With metal all down his legs, woven through his bones, and up his shoulders,
For reasons he won’t say in particular, just the weather aches
Him something awful in the Virginia damp.
He hands me whiskey in a flash of silver flask, brown paper hidden,
Some knee-jerk self says reject a stranger’s booze, In West Virginia,
Waiting for hot fiddles and high, lonesome sounds,
But this ancient, boot-stomping love brought us from our separate ways to here…
So I take three good sips, pass it back,
Now he and I, not friends, but easy enough,
Talk the gallant suicide of Pickett’s charge, the perks of a pocket of weed,
The illegality of West Virginia, and how some in some Appalachian
Corners tucked away, they speak the queen’s English still.

And this New Years Eve in Nashville’s gonna be damn near historic!
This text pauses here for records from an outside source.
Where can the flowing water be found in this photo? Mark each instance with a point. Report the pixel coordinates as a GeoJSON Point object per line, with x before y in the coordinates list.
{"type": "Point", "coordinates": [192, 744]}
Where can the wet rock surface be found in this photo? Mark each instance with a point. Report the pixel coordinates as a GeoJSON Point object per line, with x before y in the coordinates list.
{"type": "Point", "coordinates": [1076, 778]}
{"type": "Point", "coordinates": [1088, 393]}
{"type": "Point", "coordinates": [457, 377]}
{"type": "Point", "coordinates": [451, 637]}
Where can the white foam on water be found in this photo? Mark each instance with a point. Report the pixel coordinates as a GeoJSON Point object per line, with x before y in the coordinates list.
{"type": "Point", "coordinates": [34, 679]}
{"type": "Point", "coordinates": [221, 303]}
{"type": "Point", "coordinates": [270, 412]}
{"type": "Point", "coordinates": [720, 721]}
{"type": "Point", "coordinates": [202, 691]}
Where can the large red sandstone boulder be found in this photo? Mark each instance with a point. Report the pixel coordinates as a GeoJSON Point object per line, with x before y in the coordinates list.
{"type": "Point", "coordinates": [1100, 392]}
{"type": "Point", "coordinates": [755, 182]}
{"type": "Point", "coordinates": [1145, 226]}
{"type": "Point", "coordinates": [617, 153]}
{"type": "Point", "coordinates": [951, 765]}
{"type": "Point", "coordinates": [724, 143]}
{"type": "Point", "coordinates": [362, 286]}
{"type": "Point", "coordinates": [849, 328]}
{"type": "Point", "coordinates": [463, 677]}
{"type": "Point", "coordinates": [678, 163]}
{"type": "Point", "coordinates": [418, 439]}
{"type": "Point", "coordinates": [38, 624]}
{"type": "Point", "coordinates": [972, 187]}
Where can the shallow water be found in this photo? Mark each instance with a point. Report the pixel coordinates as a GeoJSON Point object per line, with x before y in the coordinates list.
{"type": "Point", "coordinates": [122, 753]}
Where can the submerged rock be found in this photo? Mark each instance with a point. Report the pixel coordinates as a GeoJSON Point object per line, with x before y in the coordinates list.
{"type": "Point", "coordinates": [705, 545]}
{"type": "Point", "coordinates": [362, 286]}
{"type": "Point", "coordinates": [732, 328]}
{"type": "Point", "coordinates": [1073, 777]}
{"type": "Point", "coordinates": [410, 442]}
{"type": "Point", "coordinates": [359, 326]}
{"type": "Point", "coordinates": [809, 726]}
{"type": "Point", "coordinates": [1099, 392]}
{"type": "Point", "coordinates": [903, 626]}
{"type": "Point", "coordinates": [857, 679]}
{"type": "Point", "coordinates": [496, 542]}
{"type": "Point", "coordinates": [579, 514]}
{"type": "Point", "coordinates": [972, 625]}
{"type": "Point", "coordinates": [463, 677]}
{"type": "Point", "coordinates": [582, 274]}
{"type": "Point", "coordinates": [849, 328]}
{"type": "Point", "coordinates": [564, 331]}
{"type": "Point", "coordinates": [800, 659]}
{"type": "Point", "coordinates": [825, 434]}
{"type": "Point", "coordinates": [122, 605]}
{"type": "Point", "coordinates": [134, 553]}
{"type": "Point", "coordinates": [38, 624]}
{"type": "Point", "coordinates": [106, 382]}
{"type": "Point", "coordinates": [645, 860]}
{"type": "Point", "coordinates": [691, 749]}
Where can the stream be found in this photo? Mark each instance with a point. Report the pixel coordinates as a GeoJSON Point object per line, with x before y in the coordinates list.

I should really come on down, everybody’s going to be there,
And I wish to God I was somebody else who knew just how to run
Away to a stranger’s floor in Tennessee, unafraid to ring in the new life,
Dancing all night until the metal in my leg sings sharp and stiff.
I’d drop my gs in a minute, drawl slow and easy,
Not because I tried, but because it would get in my marrow that quick --
Living on big, wide, wooden porches, covered in creeping vines,
Banjos, banjitars, howls of poverty and odes to contentment,
Having the kind of patient soul to make food and flowers --
Things that grow -- out of well-loved, death-defended dirt.